Juniperus communis Horstmann
Juniperus communis Horstmann
Juniperus communis Horstmann
Zimbro-comum , Zimbro
Apaixone-se por outras variedades semelhantes em stock
Ver tudo →Garantia de devolução de 24 meses nesta planta
Mais informações
Garantimos a qualidade das nossas plantas durante um ciclo vegetativo completo.
Substituímos, a nosso custo, qualquer planta que não tenha bem recuperado e desenvolvido em condições climáticas e de plantação normais.
Esta planta é adequada para o meu jardim?
Crio o meu perfil Plantfit →
Descrição
De aspeto pitoresco e muito sofisticado, o Juniperus communis Horstmann é um surpreendente zimbro-comum que parece reencarnado, como por magia, em uma pequena árvore majestosa, de porte chorão e muito tortuoso. Produz rebentos longos e erectos, dos quais pendem cortinados de uma suave cor verde-azulada. Esta conífera, tão implacavelmente rústica quanto loucamente romântica, cresce relativamente depressa, até atingir dimensões de 3 a 5 metros em todas as direções. Planta-se isolado, para ornamentar um grande talude, ou coloca-se no centro de um maciço. Esta conífera fora do comum, perfeitamente adaptada a condições difíceis, aprecia o sol e adapta-se a todos os solos bem drenados, mesmo pobres, pontualmente secos e calcários.
O Juniperus communis é uma conífera persistente e espinhosa pertencente à família das cupressáceas, que agrupa espécies próximas como os ciprestes e os Chamaecyparis. É originário do norte da Europa, da América do Norte e da Ásia Menor. No seu ambiente natural, apresenta um porte bastante variável, cónico ou estendido a prostrado, podendo atingir 6 m de altura e 3 a 4,5 m de envergadura. Esta espécie aprecia solos pobres, arenosos e/ou calcários e não teme condições áridas.
O zimbro 'Horstmann', proveniente desta espécie, é muito próximo, pelo seu aspeto e desenvolvimento, da variedade Juniperus rigida Pendula.
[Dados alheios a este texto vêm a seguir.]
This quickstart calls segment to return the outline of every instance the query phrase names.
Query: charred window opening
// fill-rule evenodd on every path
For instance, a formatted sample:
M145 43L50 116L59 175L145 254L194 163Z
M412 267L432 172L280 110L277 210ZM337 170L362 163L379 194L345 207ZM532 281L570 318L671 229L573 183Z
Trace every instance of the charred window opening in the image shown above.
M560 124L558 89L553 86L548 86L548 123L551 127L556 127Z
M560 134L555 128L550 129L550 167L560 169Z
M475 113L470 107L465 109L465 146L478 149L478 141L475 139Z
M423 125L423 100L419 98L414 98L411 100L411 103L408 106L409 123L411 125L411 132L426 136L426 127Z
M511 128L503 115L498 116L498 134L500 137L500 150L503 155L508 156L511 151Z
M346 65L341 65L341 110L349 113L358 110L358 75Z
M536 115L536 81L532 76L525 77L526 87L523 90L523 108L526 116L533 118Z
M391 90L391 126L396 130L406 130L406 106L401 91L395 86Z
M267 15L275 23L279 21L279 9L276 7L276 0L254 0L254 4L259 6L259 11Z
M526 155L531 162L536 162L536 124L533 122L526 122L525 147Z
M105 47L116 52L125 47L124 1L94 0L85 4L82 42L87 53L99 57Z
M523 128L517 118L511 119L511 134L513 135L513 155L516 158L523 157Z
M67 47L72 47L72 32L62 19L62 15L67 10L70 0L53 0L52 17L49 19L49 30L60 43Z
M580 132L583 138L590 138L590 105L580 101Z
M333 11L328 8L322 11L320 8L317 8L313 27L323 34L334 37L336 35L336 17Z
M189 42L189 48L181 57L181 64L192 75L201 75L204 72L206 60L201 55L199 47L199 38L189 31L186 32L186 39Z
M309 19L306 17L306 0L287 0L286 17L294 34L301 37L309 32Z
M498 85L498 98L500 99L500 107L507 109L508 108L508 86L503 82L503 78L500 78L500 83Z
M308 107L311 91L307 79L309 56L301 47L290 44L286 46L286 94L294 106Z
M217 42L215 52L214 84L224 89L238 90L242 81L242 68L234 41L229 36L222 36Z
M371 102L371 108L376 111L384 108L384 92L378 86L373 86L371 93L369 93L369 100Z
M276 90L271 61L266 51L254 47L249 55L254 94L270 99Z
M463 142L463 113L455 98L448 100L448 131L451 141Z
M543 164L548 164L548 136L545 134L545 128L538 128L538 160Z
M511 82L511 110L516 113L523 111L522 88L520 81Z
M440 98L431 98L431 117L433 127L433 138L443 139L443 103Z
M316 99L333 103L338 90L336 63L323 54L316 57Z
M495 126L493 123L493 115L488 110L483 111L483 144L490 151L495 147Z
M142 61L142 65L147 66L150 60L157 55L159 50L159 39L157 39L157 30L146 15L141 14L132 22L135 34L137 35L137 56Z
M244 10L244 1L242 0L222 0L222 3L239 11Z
Forma, ao fim de 10 anos, um arbusto misterioso e elegante, de porte inicialmente erecto e depois muito chorão, atingindo 2 m de altura para uma envergadura de 1,50 m a 1,80 m aos 10 anos. Cresce lentamente quando jovem, depois o crescimento acelera um pouco com a idade. Um exemplar adulto medirá de 4 a 6 m em todas as direções, dependendo das condições de cultivo. É composto por ramos irregulares e estendidos, muito escalonados, dos quais partem os ramos laterais muito flexíveis, fortemente chorões. Com o tempo, os ramos mais baixos erguem-se suavemente, acentuando ainda mais o aspeto feérico da sua silhueta. A sua folhagem é de um verde-azulado muito suave, um pouco mais clara na primavera. As suas pequenas folhas são agulhas rígidas, muito espinhosas, com 10-15 mm de comprimento e libertam, ao serem friccionadas, um aroma resinoso e aromático. Esta variedade não produz frutos, apenas os pés masculinos apresentam sacos de pólen. Os zimbros possuem um sistema radicular superficial que suporta mal a transplantação, os fragiliza face a ventos fortes e os torna difíceis de associar com plantas vivazes.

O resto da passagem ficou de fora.